Евгений Шкловский. Точка Омега

Евгений Шкловский. Точка Омега

  • Евгений Шкловский. Точка Омега.— М.: Новое литературное обозрение, 2015. — 400 с.

    В издательстве «НЛО» вышел новый сборник прозы писателя и литературного критика Евгения Шкловского. В центре внимания автора человек, ищущий себя в бытии, во времени, в самом себе, человек на грани чего-то иного даже в простых житейских ситуациях… Реалистичность и фантасмагория, драматизм и ирония создают в «Точке Омега» причудливую атмосферу полусна-полуяви, где ясность и четкость картинки лишь подчеркивают непредсказуемость жизни.

    Поющая душа

    1

    Я вижу, как она плачет.

    Плачет, вытирает глаза то платочком, то тыльной стороной ладони, низко наклоняет голову, стесняясь своего
    плача. Интересно все-таки устроен человек. Кто бы мог
    подумать, что завяжется такая ниточка, протянется через годы и страны, через… Даже трудно сказать, через
    что… Впрочем, если угодно, то и через смерть, и через
    пустоту…

    Мне видится тьма, изредка разрываемая звездными
    сполохами, туманная млечность, и внезапно — круг ослепительного света, как на сцене, когда тебя выхватывает
    из темноты мощный луч юпитера и ты один на один
    с замершим залом, пока еще почти не различимым. Уже
    прозвучали первые аккорды, уже родилась мелодия, ты
    с волнением готовишься взять первую ноту, разорвать эту
    набухшую тишину… Связки напряглись, откуда-то из глубины на двигается, нарастает первый, самый важный, самый
    главный звук, которому назначено отдернуть завесу, опрокинуть плотину немоты, осенить, покорить пытающуюся
    жить самостоятельно музыку. Слиться с ней, чтобы вместе
    сотворить чудо гармонии.

    Музыка — не от мира, а человеческий голос — прорыв
    туда, в запредельное, полет в стратосферу, в неизведанные пространства, которые вдруг оказываются близкими
    и одушевленными.

    Да, голос в согласии с музыкой способен творить чудеса.
    Я видел это, еще когда пел в нашей маленькой синагоге
    в Черновцах. Лица прихожан буквально преображались —
    столько в них появлялось нового, трогательного, возвышенного, печаль перемежалась с надеждой, радость
    с грустью, глаза загорались любовью… Люди становились
    нежными и кроткими, как ягнята, а то вдруг в их лицах
    возникали алые отблески пламени — не того ли самого,
    каким вспыхнул перед Моисеем терновый куст, сполохи
    огненного столпа, что вел ночью народ Израилев через
    пустыню из египетского плена?

    Добро бы еще она слышала мое пение в реальном исполнении — без шорохов, потрескиваний и прочих изъянов
    старой записи. Только в живом голосе первозданная чистота и глубина, только в нем можно расслышать душевную самость, которая доверчиво и страстно открывается миру.

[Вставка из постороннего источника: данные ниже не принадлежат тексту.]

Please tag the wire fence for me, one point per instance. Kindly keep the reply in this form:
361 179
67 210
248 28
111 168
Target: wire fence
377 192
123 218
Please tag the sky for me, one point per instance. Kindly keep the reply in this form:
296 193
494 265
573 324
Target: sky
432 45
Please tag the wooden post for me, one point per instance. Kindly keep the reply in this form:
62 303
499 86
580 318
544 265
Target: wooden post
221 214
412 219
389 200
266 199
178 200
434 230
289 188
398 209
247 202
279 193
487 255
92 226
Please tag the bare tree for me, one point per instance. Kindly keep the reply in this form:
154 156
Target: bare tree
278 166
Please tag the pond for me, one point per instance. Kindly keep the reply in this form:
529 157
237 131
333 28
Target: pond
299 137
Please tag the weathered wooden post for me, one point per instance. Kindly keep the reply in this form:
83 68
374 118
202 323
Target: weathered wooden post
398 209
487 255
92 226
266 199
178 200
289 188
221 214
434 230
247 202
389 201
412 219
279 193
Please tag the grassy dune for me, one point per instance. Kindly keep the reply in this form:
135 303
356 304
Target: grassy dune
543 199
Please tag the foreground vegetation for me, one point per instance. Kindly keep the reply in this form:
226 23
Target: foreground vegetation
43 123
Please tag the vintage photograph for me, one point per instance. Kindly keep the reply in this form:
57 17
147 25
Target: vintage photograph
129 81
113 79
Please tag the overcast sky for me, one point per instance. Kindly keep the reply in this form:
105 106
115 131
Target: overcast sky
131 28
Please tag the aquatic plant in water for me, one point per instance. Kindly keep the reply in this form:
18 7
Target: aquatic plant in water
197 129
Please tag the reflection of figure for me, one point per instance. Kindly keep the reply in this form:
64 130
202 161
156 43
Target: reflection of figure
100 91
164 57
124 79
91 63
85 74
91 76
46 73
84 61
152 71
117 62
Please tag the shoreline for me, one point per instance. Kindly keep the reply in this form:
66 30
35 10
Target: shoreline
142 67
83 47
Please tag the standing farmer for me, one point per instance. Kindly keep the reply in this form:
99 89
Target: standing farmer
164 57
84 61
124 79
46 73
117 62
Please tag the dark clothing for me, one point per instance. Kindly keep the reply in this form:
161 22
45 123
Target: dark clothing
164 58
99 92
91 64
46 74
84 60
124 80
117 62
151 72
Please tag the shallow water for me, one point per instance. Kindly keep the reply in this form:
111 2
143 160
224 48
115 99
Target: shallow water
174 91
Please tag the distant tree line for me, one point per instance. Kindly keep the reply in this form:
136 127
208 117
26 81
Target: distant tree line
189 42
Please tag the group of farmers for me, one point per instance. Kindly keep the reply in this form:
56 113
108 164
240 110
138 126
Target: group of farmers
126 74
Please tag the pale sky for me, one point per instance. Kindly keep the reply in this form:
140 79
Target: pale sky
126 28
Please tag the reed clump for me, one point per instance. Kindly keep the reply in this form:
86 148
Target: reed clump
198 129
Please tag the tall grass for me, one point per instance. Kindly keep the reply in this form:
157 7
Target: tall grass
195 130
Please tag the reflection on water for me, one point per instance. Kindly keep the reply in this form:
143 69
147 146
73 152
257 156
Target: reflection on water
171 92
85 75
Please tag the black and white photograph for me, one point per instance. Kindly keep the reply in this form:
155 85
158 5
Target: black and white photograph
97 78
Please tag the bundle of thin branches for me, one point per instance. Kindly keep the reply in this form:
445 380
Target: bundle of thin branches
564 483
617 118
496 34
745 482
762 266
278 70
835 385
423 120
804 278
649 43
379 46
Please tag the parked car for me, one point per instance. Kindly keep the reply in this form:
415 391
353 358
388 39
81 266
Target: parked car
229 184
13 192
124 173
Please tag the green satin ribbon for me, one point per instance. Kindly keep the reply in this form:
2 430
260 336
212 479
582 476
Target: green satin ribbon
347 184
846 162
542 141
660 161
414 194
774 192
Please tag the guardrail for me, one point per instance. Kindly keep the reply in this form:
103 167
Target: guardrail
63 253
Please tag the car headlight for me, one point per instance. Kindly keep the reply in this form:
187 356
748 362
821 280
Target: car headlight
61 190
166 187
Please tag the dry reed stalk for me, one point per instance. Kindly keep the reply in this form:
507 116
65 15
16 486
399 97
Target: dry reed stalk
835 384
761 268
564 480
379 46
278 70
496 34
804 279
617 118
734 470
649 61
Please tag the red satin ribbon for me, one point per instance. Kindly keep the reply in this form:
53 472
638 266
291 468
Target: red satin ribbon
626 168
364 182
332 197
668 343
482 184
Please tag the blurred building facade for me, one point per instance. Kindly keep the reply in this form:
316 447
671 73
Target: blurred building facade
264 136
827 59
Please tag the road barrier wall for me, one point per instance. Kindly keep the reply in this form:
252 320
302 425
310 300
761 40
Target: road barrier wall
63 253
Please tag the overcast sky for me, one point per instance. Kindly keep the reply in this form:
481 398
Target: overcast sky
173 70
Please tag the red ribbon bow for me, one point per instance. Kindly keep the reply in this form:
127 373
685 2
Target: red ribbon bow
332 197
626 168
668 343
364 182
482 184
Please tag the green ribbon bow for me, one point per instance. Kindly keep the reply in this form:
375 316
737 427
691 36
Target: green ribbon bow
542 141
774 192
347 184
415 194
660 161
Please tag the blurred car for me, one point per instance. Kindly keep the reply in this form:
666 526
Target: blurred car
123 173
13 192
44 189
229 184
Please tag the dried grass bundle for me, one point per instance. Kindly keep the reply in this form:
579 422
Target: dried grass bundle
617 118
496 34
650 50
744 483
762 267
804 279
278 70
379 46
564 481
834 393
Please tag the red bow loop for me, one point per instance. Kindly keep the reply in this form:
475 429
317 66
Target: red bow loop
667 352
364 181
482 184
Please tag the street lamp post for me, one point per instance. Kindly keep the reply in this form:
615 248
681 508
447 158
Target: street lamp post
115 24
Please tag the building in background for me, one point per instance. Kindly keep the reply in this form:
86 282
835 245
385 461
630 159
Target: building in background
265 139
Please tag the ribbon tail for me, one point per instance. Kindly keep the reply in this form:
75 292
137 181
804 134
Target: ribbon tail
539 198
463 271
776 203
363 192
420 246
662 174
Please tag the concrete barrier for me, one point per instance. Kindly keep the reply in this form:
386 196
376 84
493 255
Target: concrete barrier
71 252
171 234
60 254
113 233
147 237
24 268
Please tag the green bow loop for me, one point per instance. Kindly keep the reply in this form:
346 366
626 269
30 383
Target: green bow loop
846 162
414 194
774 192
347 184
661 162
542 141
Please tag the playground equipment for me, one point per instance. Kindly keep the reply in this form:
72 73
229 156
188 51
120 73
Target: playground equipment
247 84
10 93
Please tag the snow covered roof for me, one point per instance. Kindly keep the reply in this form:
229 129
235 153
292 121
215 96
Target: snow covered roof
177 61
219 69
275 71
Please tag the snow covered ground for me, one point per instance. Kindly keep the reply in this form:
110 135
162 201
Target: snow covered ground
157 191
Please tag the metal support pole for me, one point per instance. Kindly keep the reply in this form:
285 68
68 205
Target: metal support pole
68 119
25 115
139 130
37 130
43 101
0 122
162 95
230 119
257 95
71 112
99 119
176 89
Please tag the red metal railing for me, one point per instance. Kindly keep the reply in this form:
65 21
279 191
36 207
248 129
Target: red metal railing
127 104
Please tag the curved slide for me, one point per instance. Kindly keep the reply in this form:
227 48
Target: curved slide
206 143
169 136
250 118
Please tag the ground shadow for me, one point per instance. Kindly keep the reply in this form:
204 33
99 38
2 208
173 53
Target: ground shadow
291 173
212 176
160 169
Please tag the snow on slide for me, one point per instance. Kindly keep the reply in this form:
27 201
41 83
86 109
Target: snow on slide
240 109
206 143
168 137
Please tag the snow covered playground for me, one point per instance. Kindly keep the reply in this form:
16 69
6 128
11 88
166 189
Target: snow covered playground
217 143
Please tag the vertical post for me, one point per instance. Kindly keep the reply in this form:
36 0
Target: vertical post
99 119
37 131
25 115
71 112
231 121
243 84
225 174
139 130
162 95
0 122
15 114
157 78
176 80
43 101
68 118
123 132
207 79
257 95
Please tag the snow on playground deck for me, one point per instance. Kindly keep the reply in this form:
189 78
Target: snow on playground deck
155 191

    Увы, время нанесло на звук свою окалину. Но эта женщина слышит. Душа слышит душу даже через время и не-бытие, не это ли и есть прообраз вечной жизни, ее отсвет
    для тех, кто еще влачит земное существование?

    Впрочем, не так. Не влачит — живет! В этом слове кроется великая и сладчайшая тайна. Жизнь, какая ни есть,
    так ненадолго дарованная человеку, — прекрасна. Я это
    понял, впервые услышав музыку и ощутив прилив звука
    к горлу, звука, который должен был стать и стал песней.
    Только жизнь, только явь и свет! Даже когда музыка печальна и исторгает слезы, а песнь вторит ей тоскующими,
    безысходными словами, этот свет все равно пробивается,
    окрыляет душу, уносит ее в те волшебные сферы, где над
    всем торжествуют великое «есмь» и великое «да».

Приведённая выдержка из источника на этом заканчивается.